I experience similar feelings recently when I got introduced to Breaking Bad. It had been a long time since I had to count down months, then weeks, then days until the big finale. The waiting was almost torturous. I'd find a way to bring the series up in conversation at nearly any opportunity, and when people didn't know what I was talking about, I'd try to convert them.
Harry Potter and Walter Wight... They have taught me the virtue of patience.
Or at least that's what I thought.
It wasn't until I met Roger and Judy that I realized the "patience" I exercised while waiting for cookies to bake in the oven is just a drop in the bucket compared to what is often required to experience a deeply loving and satisfying relationship... the kind of relationship that some people only dream of.

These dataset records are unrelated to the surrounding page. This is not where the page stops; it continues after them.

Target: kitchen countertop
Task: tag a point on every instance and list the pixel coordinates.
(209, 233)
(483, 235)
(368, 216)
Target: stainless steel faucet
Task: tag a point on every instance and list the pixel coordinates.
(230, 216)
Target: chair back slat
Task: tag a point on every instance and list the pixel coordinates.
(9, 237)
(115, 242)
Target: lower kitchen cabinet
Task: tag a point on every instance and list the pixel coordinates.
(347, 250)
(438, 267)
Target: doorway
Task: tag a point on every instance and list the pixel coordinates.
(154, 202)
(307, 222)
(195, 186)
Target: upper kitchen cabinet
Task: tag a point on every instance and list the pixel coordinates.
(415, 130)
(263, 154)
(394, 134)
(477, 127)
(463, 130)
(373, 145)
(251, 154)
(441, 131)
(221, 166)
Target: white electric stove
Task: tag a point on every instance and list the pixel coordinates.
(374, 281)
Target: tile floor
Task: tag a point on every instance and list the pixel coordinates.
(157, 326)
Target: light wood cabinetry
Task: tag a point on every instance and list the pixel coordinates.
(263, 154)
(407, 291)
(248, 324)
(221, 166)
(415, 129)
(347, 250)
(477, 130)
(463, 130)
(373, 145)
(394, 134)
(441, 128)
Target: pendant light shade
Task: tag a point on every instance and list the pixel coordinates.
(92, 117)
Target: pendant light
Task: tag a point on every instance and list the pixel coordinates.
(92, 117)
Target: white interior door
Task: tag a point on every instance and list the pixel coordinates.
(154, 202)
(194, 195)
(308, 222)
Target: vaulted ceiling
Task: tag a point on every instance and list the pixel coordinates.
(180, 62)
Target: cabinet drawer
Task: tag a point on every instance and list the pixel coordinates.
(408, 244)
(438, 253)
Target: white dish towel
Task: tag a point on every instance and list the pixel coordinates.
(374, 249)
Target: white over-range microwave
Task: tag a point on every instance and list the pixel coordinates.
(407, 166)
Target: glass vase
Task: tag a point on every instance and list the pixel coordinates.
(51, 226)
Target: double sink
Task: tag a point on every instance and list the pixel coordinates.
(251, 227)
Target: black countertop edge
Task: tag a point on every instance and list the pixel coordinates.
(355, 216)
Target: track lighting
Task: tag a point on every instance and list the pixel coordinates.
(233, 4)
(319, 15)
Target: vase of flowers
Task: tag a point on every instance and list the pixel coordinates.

When What You Want Means Waiting...
Roger and Judy met in a very small town where everybody knew nearly everybody else. One day he walked into a hotel, and saw this beautiful woman with amazing legs answer the phone, and he was sold. He knew they had to be together.
Over the next few months as they became fast friends, feelings began to develop. They wanted to be together, but Judy was already married. Her husband - a helicopter pilot - had been sent off to the Vietnam War and was proclaimed Missing in Action after he was shot down behind enemy lines. The military informed Judy that it was highly unlikely that anyone would survive a crash of that nature, but until they were certain, they could not proclaim her husband as Killed in Action.
Their friendship grew as Judy overcame the hardship of losing her husband, and Roger patiently acted as a friend and support to her.
Even when feelings began to develop between them, they exercised patience, and did not disrespect the vows Judy had made with her missing husband.
Over a year later, Judy received confirmation that her husband had, in fact, been killed in action, which allowed for Roger and Judy's relationship began to progress into something more serious.
Roger attributes this time of healing, and waiting, and building a solid, steady friendship as essential to creating a the strong, stable foundation their relationship now rests on. The care and love they developed for each other ran incredibly deep before they were ever romantically involved with each other.
Their willingness to be patient added a whole new depth and dynamic to their relationship.
Sometimes You Get What You Want... Just Not The Way You Planned
After getting married, Roger and Judy wanted to have children. It wasn't long before they found out that they couldn't have kids on their own.
Anyone who has struggled with this can attest to the fact that it is maximum suckitude. It can take a toll on a relationship. When people get married, nobody plans to not be able to make babies. It's not something you can anticipate.
The realization can make a person feel empty and hollow. It can be incredibly overwhelming, emotional, and discouraging.
But rather than lose hope, Roger and Judy decided to try for adoption.
They filed their paperwork and began the familiar process of waiting.
They waited for weeks. Then months. Then a year.
They prayed. They hoped. They leaned on each other for strength.
They practiced patience until their patience ran out... and then they practiced some more.
Then, the call came, and they welcomed their first child into their home.
In a matter of years they had 3 more children, all adopted, and all incredibly loved.
What does it mean?!
I guess the point of all this is that life just doesn't often work the way we expect it to.
The plans we make for ourselves are often foiled by serendipity and happenstance. Our biggest struggles and unexpected challenges can lead us to our most satisfying victories. The longest waits often result in the greatest payoff.
So, if there's something you're fighting for, or working for, or wishing for... hang in there. Be patient. Keep focusing on that goal. But don't forget to check your peripheral vision. Sometimes the answers we're most ready for aren't exactly where we expect them to appear.